Точно, мне же еще орден с сослуживцами обмывать. Иначе, дескать, и награды нет. Я бы и обошелся, а коллегам только повод дай, чтобы выпить и закусить за чужой счет. Ответил неопределенно:
— Пока не думал. Но точно, что не дома. У меня нынче прислуги нет, квартирной хозяйки тоже, одна гимназистка. И, вообще, у меня убийство нераскрытое, а еще в Устюжну ехать.
— А мне через пару дней в Луковец, на ярмарку. Так что, если надумаешь, так давай через неделю, а лучше две.
Елы-палы, а вот это я упустил из виду. Абрютин с парнями уедут, а с кем я убийство раскрывать стану? Одному по городу бегать, свидетелей устанавливать? А в Ивачево с кем поеду?

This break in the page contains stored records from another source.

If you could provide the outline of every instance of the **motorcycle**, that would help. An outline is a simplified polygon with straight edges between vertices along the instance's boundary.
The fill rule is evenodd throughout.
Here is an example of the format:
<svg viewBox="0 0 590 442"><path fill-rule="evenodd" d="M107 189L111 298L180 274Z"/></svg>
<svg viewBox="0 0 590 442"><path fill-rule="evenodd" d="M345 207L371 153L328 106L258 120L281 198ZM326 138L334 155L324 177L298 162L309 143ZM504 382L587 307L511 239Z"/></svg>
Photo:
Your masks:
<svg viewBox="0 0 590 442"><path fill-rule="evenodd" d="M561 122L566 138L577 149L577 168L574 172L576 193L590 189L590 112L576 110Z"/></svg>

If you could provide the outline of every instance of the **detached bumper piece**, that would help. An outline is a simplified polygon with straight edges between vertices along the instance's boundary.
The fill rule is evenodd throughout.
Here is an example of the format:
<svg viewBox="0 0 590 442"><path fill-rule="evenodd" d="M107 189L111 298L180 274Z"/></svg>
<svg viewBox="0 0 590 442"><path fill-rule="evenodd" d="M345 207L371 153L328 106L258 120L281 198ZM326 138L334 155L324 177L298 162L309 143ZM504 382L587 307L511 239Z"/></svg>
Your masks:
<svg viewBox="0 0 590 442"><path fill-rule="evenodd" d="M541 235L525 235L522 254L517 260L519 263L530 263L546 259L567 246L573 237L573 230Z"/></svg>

— Подожди, получается, ты уедешь, и всю полицию с собой увезешь? — на всякий случай спросил я, хотя уже и так все понял.
— Щуку оставлю — пусть командует. Сидит в кабинете, бумаги подписывает. Главное, чтобы на гвоздь не накалывал.
Когда-то, сидя в архивах, удивлялся — зачем понадобилось протыкать какой-то документ ровно посередине? Зато теперь знаю, что некоторые бумаги, идущие мелким начальникам, оные попросту прикалывают на гвоздь.
С циркулярами и важными документами, что не требуют срочного ответа, иной раз так бывает. Спустило «верхнее» начальство «нижнему» бумагу, а там ее просто на гвоздь накалывают. Потом, когда приезжает инспектор, первое, что он делает — снимает циркуляры и приказы с гвоздя, их раскладывает на столе и тычет носом провинившегося чиновника.
Вот и с господином Щукой схожая ситуация. Была ориентировка на беглого дезертира, была, но исполняющий обязанности исправника Каэтан Иванович, насадил ее на гвоздь, и забыл.
— А работать кто будет? — поинтересовался я.
— Ухтомского да Смирнова на неделю хватит, но всех остальных заберу. Еще и конную стражу придется брать. Не дай бог опять конокрады пожалуют, лови их по трем губерниям.
Странно. Череповецкая ярмарка крупнее, нежели в Луковце, а головной боли от нее меньше. Или причина как раз в том, что Луковец на стыке губерний и труднее определить — куда убегают конокрады?
— А я-то рассчитывал, что ты мне людей дашь, — приуныл я. — Хотя бы парочку человек.
— Иван, не переживай, — утешил меня Абрютин. — Подворовый обход мои парни проводят, почтовую станцию проверяют, приметы беглого камердинера знаем. Ты за неделю все равно ничего нового не отыщешь.
В сущности, исправник прав. Ежели мы преступление сразу не раскрыли, как говорится «по горячим следам», то неделя-две уже погоды не сделает.
Федышинский пока акт вскрытия не представил. Наверное, стоит к нему зайти, поторопить.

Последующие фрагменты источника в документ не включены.